No se niega la posibilidad de impugnar el acto administrativo de trámite simple. Más bien, se condiciona a que se haga de forma conjunta con el acto de tipo resolutorio (contrario al acto de trámite cualificado, el cual sí admite separadamente su impugnación). Podría decirse que es la misma lógica de las sentencias preparatorias en el ámbito del proceso civil (también en la usanza se les denominan preparatorios a los actos de trámite). La cuestión es que el interés práctico parecería complicar la idea de un precedente en ese acto de trámite simple. No porque en buen derecho sea improcedente, pues un tratamiento desigual lo será en un caso u otro y pudiera ser indistintamente determinante en la suerte del procedimiento en sede administrativa. Lo que ocurre es que el interés por hacer prevalecer el precedente importaría para fines prácticos al acto administrativo que consumó el trato inequitativo (resolutorio), en tanto que es éste y no el de trámite simple el que origina el interés legítimo de un eventual recurrente.
También importa el tema de los contratos públicos (o administrativos), los cuales, por tratarse de un ejercicio bilateral de voluntades para su existencia, no admiten el precedente administrativo. La doctrina no ha vacilado en excluirlos, sin obviamente dejar de lado que durante la ejecución de un contrato surgen cuestiones por medio de actos administrativos distintos del contrato en sí (un buen ejemplo lo es el jus variandi, que solamente a través de un acto administrativo es posible su ejercicio, modificando consecuentemente el contrato). De la misma manera habrá que excluir el procedimiento que antecede a la suscripción de un contrato de naturaleza administrativa (y, por vía de consecuencia, de sus actos que lo conforman). El artículo 15 de la Ley núm. 340-06 es ilustrativo al establecer la regla de que en los supuestos que engloba habrá de dictarse un acto administrativo para su verificación. Se trata de verdaderos actos separables del contrato, en especial la adjudicación: acto constitutivo que hace nacer en el adjudicatario el derecho subjetivo a suscribir un contrato.
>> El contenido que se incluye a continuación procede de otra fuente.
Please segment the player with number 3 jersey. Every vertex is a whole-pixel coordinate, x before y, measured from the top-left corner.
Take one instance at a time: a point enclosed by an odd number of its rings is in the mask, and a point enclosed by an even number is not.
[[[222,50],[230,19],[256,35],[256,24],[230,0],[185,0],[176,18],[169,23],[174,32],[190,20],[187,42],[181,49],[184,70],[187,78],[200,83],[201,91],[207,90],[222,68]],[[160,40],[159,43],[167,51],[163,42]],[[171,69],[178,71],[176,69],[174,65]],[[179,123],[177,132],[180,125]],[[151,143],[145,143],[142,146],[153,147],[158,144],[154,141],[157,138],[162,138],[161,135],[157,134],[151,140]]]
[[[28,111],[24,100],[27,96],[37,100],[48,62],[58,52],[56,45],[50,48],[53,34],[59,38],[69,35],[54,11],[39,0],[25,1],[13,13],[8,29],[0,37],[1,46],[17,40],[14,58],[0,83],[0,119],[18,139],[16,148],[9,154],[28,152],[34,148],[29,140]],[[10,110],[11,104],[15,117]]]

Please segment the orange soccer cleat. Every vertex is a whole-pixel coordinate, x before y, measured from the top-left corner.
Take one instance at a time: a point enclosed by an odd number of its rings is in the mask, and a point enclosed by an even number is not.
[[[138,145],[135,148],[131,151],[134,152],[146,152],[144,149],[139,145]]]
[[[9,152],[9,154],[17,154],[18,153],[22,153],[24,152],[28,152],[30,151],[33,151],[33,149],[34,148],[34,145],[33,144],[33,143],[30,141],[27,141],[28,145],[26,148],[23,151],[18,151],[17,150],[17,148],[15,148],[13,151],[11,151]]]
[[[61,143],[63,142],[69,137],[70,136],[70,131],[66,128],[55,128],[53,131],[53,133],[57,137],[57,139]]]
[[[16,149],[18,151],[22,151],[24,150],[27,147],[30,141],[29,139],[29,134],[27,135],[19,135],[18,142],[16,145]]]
Tampoco abriría un espacio al precedente el hecho de que un contrato tenga determinadas cláusulas y que otro contrato similar no las tenga, pues con razón se ha dicho que este contrato (el estatal, público o administrativo) también se basa en un acuerdo de voluntades (Diez Picazo). Además de que el contenido de ese contrato estará predeterminado por un pliego de condiciones, el cual se aprueba, como se ha visto, mediante un acto administrativo. Pero hay cláusulas que incluso vienen impuestas por la ley como requisitos mínimos que deben contener determinados contratos públicos para considerarse válidos (dos ejemplos: el artículo 28 de la Ley núm. 340-06 y el artículo 63 de la nueva Ley núm. 47-20, sobre Alianzas Público-Privadas). En caso de contenerlo uno y no verificarse en otro, la suerte del precedente sería la misma: se trataría indudablemente de un problema de invalidez del contrato (por contrariedad a derecho), mas no derivado de un precedente administrativo.